Wheat trial details.  MSU’s wheat research team has planted wheat trial plots for more than 16 years.  During 2016-2017, trials were on private farmland in six counties plus the MSU Pathology Farm in Ingham County.  

This year’s trials were planned to have two farms that had both conventional and high management plots, to create a same-farm comparison.  While this comparison is available for review in Tuscola County, the Clinton County site fell through due to water damage.

Farms hosting the trials included:

• Stuart Bierlein of Reese (Tuscola County-two sites);

• Harvey Jipping of Hamilton (Allegan County);

• Darwin Sneller of Owendale (Huron County);

• Woods Seed Farm of Deerfield (Lenawee County); and

• JGDM Farms of Deckerville (Sanilac County).

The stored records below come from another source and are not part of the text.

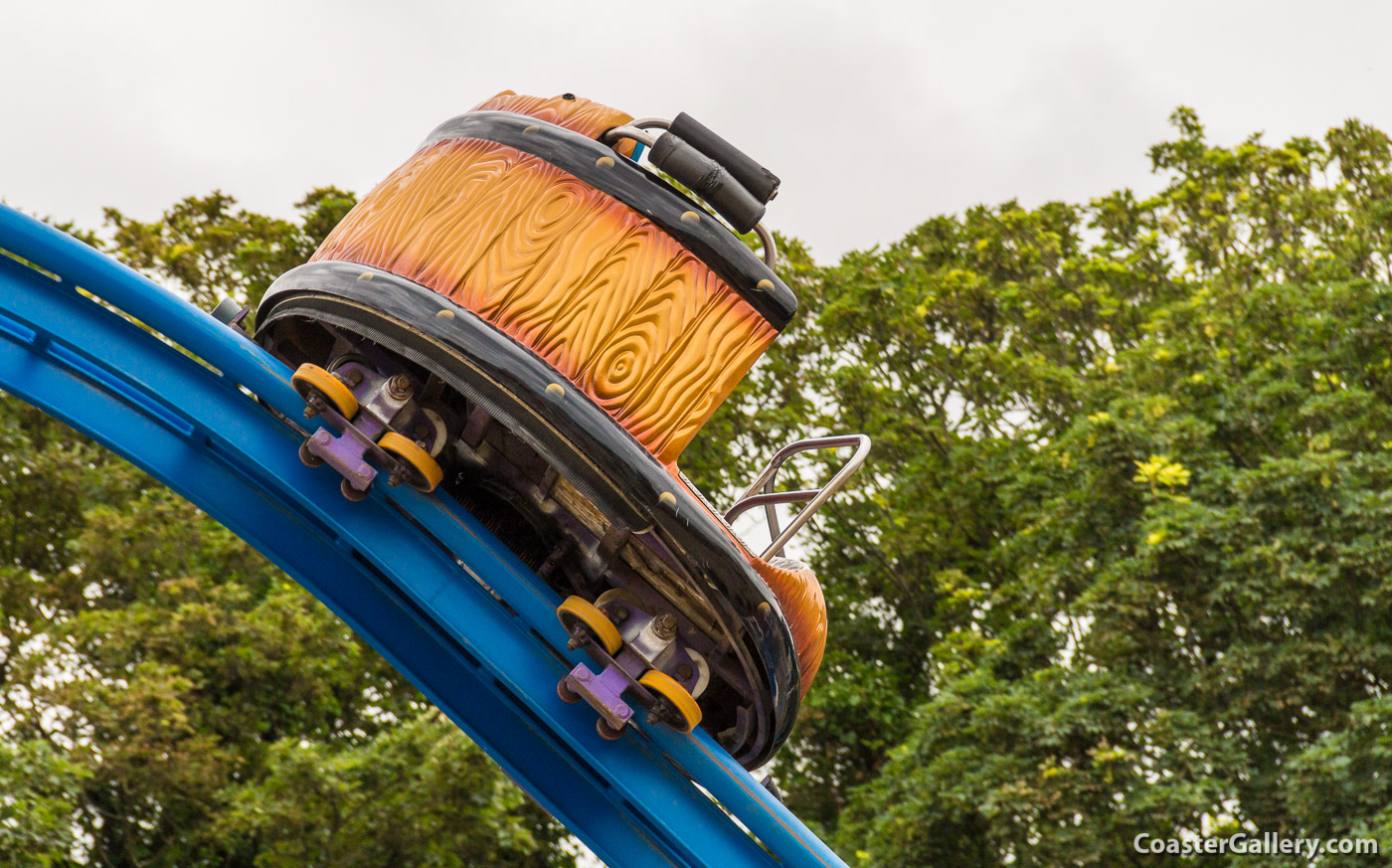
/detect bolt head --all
[653,612,676,638]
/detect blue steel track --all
[0,206,845,868]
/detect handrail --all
[725,434,870,559]
[0,205,845,868]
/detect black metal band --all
[421,111,797,331]
[257,261,800,768]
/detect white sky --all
[0,0,1392,261]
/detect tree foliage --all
[0,189,574,868]
[8,108,1392,868]
[693,108,1392,867]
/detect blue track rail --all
[0,206,845,868]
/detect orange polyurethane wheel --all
[556,597,623,654]
[637,669,700,732]
[377,432,444,492]
[289,362,358,419]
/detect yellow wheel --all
[637,669,700,732]
[556,597,623,654]
[289,362,358,419]
[377,432,444,491]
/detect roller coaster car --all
[245,91,869,768]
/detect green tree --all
[786,110,1392,865]
[0,189,574,868]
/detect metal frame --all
[0,206,845,868]
[725,434,870,559]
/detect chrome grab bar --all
[725,434,870,559]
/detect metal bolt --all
[653,612,676,641]
[387,374,411,401]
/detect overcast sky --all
[8,0,1392,261]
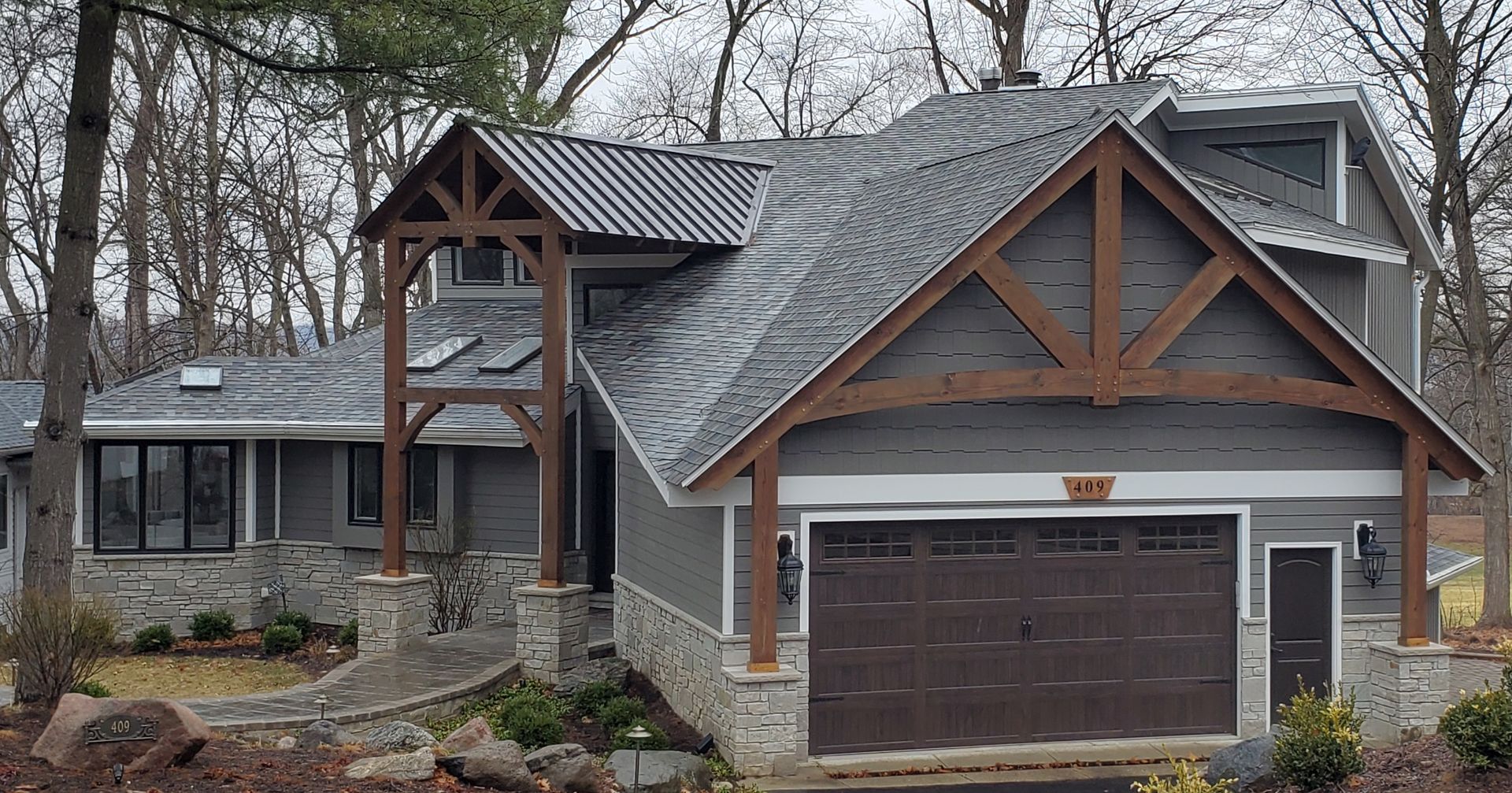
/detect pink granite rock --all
[442,716,495,754]
[32,693,212,772]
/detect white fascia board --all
[1240,222,1408,266]
[83,419,524,447]
[680,469,1468,509]
[577,350,677,507]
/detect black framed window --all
[1208,138,1328,187]
[355,443,437,527]
[94,442,236,552]
[582,283,639,325]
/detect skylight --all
[408,336,482,372]
[179,363,220,391]
[478,336,541,374]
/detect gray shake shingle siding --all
[615,435,725,631]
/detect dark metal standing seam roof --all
[475,126,773,245]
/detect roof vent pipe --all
[976,67,1002,91]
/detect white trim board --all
[1262,542,1344,726]
[662,460,1469,507]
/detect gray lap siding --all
[615,435,725,631]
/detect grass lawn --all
[1427,514,1486,628]
[0,655,313,699]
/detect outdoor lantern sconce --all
[777,534,803,606]
[1354,522,1387,589]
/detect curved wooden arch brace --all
[499,402,541,457]
[399,402,446,454]
[803,369,1388,424]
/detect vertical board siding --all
[615,435,722,631]
[455,447,541,555]
[1169,121,1338,220]
[281,440,335,542]
[780,180,1402,475]
[1266,245,1371,342]
[735,498,1402,634]
[431,248,541,302]
[1366,261,1417,378]
[255,440,278,540]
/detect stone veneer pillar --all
[514,584,593,684]
[1366,642,1451,742]
[357,572,431,655]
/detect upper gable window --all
[1208,138,1326,187]
[452,248,536,286]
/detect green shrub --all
[572,680,624,716]
[503,706,567,752]
[1132,752,1238,793]
[274,610,314,642]
[263,625,304,655]
[74,680,113,699]
[189,609,236,642]
[1275,678,1366,790]
[610,719,671,752]
[595,695,646,736]
[132,625,179,652]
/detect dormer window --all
[452,248,536,286]
[1208,138,1326,187]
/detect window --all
[346,443,437,527]
[1208,138,1325,187]
[94,443,236,551]
[582,283,639,325]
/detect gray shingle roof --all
[473,124,771,245]
[85,301,541,439]
[1178,164,1406,254]
[576,80,1164,484]
[0,380,43,451]
[1427,545,1480,586]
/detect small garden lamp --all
[1354,522,1387,589]
[624,724,652,790]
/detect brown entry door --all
[809,517,1237,755]
[1267,548,1333,722]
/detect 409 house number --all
[1062,476,1113,501]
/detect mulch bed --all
[562,670,703,755]
[113,625,357,680]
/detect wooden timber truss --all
[357,127,569,587]
[710,126,1482,672]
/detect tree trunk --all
[23,0,121,593]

Definition of high-management trial.  High-management trials included:

• an additional 30 lbs. of nitrogen per acre (28 percent N);

• Quilt at Feekes stage 8.5-9; and

• Prosaro at average flowering date in each location.

“The Michigan Wheat Program congratulates MSU’s wheat team on such an aggressive trial program this past year,” said David Milligan, chairman of the Michigan Wheat Program and wheat farmer from Cass City.  “While overall wheat yields are down as expected compared with 2016, the high-management results are again very promising.  Every wheat farmer in Michigan should be taking a look at the input costs and increased yields possible under high management, and considering whether it works for their farm.”

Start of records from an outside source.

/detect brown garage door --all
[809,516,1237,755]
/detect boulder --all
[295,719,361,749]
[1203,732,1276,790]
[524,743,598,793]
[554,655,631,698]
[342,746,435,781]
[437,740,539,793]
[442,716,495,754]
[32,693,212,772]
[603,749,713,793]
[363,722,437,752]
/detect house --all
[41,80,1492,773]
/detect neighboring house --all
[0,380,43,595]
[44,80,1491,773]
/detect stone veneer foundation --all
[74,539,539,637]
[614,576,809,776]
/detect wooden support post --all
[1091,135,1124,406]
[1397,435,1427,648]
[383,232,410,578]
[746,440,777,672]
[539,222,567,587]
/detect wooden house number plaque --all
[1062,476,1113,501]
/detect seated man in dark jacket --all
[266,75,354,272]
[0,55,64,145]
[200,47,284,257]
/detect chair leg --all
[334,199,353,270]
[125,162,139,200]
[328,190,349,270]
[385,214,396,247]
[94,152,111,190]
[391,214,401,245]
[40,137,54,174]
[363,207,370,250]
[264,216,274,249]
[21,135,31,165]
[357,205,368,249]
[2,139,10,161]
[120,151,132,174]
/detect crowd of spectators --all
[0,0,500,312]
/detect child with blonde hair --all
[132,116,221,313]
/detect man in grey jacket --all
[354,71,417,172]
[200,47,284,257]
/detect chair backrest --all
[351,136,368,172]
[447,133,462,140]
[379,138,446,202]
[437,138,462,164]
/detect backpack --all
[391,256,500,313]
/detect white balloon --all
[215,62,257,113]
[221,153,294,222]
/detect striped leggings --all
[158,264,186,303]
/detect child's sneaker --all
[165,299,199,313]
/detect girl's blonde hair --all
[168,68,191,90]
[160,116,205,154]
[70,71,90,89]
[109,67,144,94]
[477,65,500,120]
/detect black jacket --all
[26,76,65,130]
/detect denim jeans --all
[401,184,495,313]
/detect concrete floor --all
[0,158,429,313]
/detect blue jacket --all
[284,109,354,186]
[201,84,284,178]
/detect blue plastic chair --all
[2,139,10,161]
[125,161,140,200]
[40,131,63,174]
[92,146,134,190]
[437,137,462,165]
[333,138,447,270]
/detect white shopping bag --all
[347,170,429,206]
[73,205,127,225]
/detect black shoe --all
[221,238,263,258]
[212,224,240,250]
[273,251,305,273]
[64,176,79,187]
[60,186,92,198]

“The check-off board will again consider supporting high management treatments for the 2018 Michigan State Wheat Performance Trials at their meeting in a couple of weeks,” said Jody Pollok-Newsom, the program’s executive director.  “There is such a wealth of knowledge in this 27-page report, that I am sure the board will continue its support and remain proud to play a role in advancing knowledge about the future of high management wheat production in Michigan.”

To see the results of the 2017 trials with the 61 commercially-available seed varieties or to see the 2017 results with commercial varieties plus 64 experimental seed lines, go to www.miwheat.org and click on the variety trial information in the “What’s Hot” box. The Michigan Wheat website also includes links to the 2016, 2015, 2014 and 2013 MSU variety trials, and a link to data from 2012 and prior years. MSU researchers and the Michigan Wheat Program recommend reviewing at least three years of trial research when making decisions for your farm.